Parlamentares do Brasil e mais sete países reativam o Parlamento Amazônico

Órgão busca a cooperação dos países no desenvolvimento sustentável e preservação da floresta amazônica

Nesta segunda-feira (21), deputados, senadores e representantes do Brasil e de outros sete países da América do Sul, reativaram o Parlamento Amazônico (Parlamaz), que estava inativo há oito anos.  Um dos principais objetivos do grupo é a proteção da Floresta Amazônica, por meio da criação de políticas de cooperação para o desenvolvimento sustentável da região que vem sofrendo com o aumento do desmatamento e de crimes ambientais.
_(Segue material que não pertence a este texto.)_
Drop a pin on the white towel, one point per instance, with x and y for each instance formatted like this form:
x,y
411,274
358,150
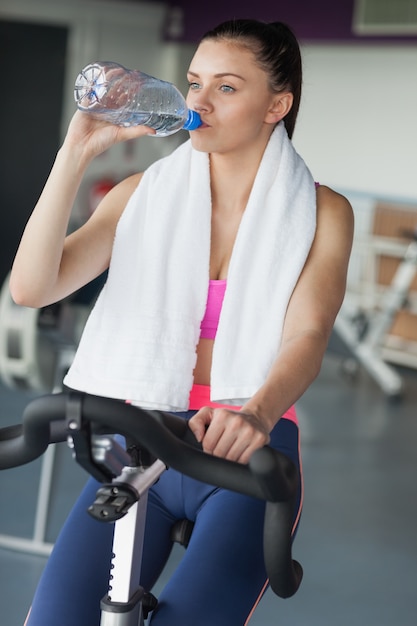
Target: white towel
x,y
140,340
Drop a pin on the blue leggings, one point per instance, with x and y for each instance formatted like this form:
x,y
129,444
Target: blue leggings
x,y
220,579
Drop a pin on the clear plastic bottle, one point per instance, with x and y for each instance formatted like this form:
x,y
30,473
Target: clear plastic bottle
x,y
126,97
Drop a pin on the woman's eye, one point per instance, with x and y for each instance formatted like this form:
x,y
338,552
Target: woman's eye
x,y
227,88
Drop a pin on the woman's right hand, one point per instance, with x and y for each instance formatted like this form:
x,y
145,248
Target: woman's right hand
x,y
93,136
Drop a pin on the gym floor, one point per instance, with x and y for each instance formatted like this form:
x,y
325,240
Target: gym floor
x,y
357,539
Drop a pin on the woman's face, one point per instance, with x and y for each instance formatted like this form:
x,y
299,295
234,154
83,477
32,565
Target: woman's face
x,y
231,93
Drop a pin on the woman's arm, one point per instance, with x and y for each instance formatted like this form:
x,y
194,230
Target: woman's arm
x,y
309,320
49,265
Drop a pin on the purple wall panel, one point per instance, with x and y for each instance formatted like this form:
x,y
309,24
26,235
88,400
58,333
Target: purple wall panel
x,y
325,20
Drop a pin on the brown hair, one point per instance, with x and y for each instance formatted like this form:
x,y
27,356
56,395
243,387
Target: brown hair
x,y
276,51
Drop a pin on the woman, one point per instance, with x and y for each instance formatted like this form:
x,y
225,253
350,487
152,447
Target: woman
x,y
233,207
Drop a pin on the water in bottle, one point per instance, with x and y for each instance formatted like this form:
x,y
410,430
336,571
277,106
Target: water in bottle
x,y
126,97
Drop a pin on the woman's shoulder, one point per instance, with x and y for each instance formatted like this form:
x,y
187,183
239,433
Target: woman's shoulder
x,y
334,209
330,200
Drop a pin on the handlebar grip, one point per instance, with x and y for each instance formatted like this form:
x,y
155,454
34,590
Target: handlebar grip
x,y
269,476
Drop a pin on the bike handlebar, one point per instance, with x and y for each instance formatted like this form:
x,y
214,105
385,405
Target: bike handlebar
x,y
269,476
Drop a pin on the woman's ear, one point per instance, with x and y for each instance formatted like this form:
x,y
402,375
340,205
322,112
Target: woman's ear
x,y
281,105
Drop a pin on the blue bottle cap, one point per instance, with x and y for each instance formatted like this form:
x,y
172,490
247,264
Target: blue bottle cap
x,y
193,120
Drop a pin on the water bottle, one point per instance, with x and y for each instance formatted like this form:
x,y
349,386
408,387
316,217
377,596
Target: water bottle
x,y
124,97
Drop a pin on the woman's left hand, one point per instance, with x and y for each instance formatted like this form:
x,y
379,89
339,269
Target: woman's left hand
x,y
232,435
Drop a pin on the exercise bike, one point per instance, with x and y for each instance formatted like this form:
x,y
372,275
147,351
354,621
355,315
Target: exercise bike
x,y
155,440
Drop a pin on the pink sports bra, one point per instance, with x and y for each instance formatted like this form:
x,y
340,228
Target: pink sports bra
x,y
211,317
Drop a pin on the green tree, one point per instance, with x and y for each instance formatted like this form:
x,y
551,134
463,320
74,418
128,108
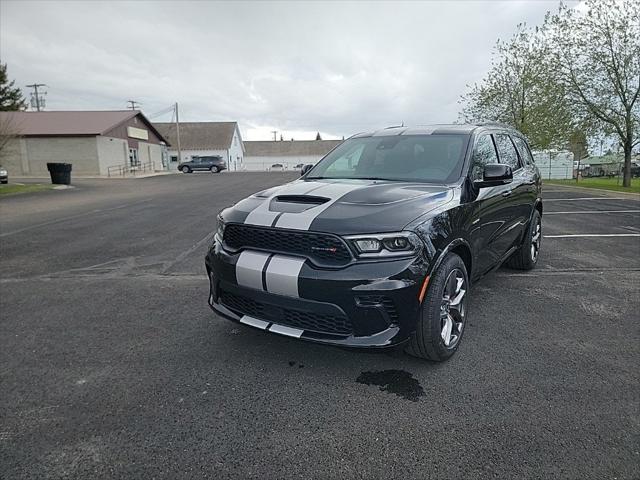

O presidente da reunião virtual que marcou a reativação do colegiado foi o senador Nelsinho Trad (PSD-MS), que foi eleito em votação simbólica, por unanimidade.

A reinstalação do Parlamaz acontece após recordes de desmatamento e de queimadas, em especial na parte brasileira da floresta.  “Nossa pauta principal é a proteção do nosso imenso patrimônio, constituído pela floresta amazônica. São 7 milhões de km quadrados de pura riqueza na região de maior biodiversidade do mundo”, destacou o senador Nelsinho.

No seu discurso, Trad explicou que a ideia de retomada veio após uma reunião na embaixada do Equador em 2019 e que o Parlamento funcionará como um fórum de integração, fora da esfera dos governos nacionais. “Dentre os principais objetivos do Parlamento Amazônico, vale destacar a integração da região, a defesa da democracia, a pluralidade política e ideológica como base de uma comunidade amazônica democraticamente organizada, com respeito à ordem jurídica, não intervenção e segurança internacional da Amazônia e ações de cunho ambiental contra o aquecimento global”, afirma Trad.